Lost in Space

A reflection on virtual reality

Lost in Space

There is a guy called Sujit Ghosh from Kolkata, who holds a unique world record. Last year, he created more than 5,500 email accounts on Rediffmail. What he had done is something bizarre but the point, at the moment, is the diminishing line between reality and virtuality. The ubiquitous internet has embraced a substantial part of our life.

If you want to find a thing – be informed, read about, research – you can find it on this incredibly diverse web. Our life has evolved with the internet, which has transformed from a global data communications system to a daily commodity. The seamless blend of a physical world and the electronic milieu reinterprets our personal lives, professions and relation with the society as a whole.

In this passage, we have offered a huge part of ourselves to become a subset of the larger virtual world; whilst we have occupied a private territory that is defined by one and zero. Our space is again specified by the several accounts we have for emails, social networking, file hosting and online storage space that we have on the labyrinth. In days to come, the amount of megabytes you have online could be one of the vital statistics you mention in your CV.

Gmail says I'm currently using 794-MB territory, which is 10% of my 7,438MB and in Google Docs, I have occupied 115MB – 11% of the space I have been alloted. However, there is a serious issue in the world of information technology, in terms of fraud, identity theft and access to unauthorised information. Or in exceptional case, the top management of corporations could easily rebuke their employees. Once our management gave me a stern warning on what I wrote in my blog.

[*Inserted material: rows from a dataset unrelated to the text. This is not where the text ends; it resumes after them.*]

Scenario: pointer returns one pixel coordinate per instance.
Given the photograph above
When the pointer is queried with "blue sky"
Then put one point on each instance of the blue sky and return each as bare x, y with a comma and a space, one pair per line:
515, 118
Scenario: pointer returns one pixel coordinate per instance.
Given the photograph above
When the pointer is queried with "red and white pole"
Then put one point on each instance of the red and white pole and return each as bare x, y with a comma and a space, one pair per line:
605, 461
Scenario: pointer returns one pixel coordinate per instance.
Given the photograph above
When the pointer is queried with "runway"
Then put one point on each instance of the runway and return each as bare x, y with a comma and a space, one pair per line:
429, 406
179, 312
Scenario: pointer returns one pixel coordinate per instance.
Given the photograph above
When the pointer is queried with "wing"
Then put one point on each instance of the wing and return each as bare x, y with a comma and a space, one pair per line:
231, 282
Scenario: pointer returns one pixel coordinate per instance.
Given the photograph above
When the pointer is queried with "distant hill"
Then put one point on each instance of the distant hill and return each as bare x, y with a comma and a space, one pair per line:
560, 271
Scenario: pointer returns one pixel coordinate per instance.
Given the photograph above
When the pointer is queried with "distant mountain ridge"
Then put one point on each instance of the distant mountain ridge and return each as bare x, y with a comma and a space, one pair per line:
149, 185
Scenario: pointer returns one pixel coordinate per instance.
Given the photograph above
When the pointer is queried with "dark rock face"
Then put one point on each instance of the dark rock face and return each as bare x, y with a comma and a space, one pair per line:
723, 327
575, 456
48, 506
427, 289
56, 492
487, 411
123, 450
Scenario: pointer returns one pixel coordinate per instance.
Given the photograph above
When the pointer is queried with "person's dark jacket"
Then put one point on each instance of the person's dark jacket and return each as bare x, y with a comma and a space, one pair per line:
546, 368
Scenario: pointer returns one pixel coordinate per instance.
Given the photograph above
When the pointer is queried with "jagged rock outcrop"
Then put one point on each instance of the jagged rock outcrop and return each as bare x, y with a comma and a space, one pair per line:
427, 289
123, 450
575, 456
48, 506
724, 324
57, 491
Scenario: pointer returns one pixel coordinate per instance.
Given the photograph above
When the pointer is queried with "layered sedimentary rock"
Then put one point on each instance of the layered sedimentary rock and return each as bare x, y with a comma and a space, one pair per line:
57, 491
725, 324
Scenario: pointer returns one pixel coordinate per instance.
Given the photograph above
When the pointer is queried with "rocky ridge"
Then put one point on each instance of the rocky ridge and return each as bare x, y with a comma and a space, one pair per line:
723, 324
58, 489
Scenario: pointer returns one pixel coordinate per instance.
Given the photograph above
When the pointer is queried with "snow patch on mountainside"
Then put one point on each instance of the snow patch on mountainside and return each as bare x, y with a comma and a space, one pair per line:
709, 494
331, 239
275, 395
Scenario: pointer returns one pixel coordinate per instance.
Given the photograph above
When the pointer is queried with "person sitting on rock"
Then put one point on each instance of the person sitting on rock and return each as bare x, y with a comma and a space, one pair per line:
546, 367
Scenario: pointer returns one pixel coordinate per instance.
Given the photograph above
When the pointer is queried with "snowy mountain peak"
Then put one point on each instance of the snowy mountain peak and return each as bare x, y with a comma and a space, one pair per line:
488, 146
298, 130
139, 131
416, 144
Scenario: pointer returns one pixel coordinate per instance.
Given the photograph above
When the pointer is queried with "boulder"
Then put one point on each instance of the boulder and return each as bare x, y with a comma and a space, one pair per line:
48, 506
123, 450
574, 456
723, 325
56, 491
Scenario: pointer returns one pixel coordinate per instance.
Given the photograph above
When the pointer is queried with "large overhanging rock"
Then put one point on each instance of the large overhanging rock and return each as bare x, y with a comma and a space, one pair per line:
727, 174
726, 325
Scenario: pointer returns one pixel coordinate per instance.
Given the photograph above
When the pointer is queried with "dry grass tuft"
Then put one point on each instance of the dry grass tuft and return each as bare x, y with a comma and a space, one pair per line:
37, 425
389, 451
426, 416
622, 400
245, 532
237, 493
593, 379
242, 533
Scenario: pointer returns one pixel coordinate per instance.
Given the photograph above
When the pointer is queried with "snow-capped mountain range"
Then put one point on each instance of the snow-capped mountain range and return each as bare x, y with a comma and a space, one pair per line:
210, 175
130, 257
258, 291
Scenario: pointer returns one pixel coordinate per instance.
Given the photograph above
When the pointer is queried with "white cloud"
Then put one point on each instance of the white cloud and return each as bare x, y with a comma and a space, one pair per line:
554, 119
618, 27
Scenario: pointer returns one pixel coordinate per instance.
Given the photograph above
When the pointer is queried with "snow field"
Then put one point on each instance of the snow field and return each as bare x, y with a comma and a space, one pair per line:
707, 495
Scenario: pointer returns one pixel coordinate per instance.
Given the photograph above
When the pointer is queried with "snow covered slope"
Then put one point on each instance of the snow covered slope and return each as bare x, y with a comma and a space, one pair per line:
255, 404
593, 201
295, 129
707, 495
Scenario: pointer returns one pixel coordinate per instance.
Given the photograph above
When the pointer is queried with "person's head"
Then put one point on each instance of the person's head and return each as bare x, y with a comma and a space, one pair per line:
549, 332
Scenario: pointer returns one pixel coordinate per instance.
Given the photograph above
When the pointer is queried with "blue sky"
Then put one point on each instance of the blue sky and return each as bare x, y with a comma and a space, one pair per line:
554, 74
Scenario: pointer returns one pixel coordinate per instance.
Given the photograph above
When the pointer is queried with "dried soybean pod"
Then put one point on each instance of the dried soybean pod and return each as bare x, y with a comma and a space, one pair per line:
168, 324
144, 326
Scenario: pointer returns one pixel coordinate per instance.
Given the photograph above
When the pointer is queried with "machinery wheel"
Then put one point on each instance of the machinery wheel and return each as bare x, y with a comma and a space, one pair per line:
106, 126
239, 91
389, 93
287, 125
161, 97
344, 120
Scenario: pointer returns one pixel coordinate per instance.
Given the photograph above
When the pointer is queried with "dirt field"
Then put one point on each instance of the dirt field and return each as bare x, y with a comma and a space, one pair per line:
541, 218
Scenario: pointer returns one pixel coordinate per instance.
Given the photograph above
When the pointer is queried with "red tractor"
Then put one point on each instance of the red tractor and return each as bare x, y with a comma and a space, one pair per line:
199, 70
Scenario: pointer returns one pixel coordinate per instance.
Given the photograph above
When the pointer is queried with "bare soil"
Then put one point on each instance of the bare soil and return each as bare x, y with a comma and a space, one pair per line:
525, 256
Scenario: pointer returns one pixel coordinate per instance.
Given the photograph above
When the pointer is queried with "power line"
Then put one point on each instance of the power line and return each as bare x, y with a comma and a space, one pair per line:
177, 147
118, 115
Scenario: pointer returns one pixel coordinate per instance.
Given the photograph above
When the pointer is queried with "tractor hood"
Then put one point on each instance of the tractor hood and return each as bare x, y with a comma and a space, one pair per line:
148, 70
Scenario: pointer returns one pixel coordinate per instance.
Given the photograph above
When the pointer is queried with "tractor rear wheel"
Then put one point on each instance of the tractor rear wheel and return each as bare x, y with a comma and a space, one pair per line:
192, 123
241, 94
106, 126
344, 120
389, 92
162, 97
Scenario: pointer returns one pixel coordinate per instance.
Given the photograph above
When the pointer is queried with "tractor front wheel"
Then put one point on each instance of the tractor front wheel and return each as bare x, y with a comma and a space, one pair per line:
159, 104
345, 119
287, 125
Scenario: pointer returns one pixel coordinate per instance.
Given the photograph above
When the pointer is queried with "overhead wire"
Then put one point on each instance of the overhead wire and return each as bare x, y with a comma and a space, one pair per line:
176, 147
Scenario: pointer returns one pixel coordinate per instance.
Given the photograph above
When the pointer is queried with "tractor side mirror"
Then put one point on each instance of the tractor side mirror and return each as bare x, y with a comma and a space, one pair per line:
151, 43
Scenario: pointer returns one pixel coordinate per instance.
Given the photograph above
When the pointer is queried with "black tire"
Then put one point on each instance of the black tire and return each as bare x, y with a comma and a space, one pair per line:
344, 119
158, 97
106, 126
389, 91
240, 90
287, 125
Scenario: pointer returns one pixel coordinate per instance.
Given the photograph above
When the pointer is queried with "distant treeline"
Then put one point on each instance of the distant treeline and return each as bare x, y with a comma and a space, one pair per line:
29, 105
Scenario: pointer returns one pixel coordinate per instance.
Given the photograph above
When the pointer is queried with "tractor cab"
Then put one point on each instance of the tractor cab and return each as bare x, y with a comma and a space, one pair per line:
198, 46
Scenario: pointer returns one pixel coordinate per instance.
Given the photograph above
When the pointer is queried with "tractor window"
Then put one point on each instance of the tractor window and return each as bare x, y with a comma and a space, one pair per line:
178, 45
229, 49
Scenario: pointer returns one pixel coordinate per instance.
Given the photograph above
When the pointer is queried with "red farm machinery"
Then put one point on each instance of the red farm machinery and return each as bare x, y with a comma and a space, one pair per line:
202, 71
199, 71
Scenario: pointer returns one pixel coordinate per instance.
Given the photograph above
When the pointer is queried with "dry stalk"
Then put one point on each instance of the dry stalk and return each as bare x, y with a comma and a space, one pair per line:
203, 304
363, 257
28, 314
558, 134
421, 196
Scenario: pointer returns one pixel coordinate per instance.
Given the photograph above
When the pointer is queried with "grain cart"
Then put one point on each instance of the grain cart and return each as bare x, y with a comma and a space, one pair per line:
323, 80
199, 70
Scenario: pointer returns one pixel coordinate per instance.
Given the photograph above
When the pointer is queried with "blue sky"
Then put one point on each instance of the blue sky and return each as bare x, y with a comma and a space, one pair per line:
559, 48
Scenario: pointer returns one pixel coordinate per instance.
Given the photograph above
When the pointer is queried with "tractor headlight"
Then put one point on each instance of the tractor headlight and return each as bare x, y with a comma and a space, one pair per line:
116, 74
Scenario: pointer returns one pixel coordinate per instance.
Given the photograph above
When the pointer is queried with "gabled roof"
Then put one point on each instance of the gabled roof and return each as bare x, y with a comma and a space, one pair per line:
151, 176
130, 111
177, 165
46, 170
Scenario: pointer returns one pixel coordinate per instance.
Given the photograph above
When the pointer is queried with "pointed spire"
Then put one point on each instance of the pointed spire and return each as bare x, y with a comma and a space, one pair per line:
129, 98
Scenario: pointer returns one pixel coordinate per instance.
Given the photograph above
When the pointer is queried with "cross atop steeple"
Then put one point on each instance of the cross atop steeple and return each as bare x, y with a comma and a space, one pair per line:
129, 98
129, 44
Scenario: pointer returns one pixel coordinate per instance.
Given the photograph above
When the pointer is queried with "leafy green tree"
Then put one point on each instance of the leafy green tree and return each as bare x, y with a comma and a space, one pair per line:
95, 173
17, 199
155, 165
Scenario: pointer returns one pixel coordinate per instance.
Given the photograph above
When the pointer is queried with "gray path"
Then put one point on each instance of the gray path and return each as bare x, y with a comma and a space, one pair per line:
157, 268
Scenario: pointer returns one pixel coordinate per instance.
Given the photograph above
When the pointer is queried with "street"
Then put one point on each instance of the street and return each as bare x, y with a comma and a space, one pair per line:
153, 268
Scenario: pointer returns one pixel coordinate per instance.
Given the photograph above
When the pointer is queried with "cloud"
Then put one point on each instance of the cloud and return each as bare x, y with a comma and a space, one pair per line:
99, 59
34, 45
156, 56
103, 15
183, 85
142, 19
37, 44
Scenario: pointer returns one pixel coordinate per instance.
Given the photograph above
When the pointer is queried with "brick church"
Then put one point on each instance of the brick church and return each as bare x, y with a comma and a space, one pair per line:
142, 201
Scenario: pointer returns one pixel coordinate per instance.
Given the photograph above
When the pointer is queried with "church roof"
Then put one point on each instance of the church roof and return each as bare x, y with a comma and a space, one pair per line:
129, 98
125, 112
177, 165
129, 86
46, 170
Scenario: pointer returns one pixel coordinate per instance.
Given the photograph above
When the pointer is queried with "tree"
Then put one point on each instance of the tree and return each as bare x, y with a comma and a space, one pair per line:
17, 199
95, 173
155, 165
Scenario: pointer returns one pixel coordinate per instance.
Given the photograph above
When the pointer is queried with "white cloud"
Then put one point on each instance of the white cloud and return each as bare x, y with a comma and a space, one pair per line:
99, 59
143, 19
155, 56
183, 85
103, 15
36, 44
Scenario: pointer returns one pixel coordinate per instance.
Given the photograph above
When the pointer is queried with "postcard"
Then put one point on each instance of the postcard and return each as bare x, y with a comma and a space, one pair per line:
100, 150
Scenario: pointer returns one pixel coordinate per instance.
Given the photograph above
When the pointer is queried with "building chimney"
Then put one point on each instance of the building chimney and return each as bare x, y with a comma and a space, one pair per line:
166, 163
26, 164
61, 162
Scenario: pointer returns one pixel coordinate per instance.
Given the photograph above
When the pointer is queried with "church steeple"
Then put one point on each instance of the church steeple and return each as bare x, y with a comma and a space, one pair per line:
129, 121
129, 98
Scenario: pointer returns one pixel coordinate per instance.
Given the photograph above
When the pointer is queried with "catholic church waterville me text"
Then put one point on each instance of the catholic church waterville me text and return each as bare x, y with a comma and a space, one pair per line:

Google, Lycos, Bing, Webcrawler and their ilk have provided an effortless way to collate information from innumerable and varying sources. It has led to the advent of several phraseologies, such as phishing, email spoofing, information security, data protection directive , enterprise information security architecture, data governance et tal.

According to a web source: 'Unencrypted emails can be read by the administrators of the email server, if the connection is not encrypted (no https), and also the internet service provider and other parties sniffing the traffic of that connection are able to know the contents. Furthermore, the same applies to any kind of traffic generated on the internet (web-browsing, instant messaging and others).

It adds: 'In order not to give away too much personal information, emails can be encrypted and browsing of webpages as well as other online activities can be done traceless via anonymisers, or, in cases those are not trusted, by open-source distributed anonymisers, so called mix nets. Renowned open-source mix nets include I2P - The Anonymous Network and tor.'

Life goes on even if you do not logged in to Facebook for a week. However, there have been many undesirable cases, which had arose out of fake IDs and mail accounts that have been hacked. One of my juniors cried a whole night when a miscreant had unwarranted access to her Orkut profile and had uploaded obscene pictures on her album.

How much serious is this online obstacle? It is not much critical wrt moderate and sensible use of the wonder technology. Despite click fraud, forex scam, romance scam, pharming, wire fraud and other such digital abuses, the internet has been flourishing, making our life au courant and easier.

Far from the madding crowd, we have found the ideal place to build a world. Despite the drawbacks, there is an umpteen opportunity to redefine the essence of our live – just at a click of a mouse.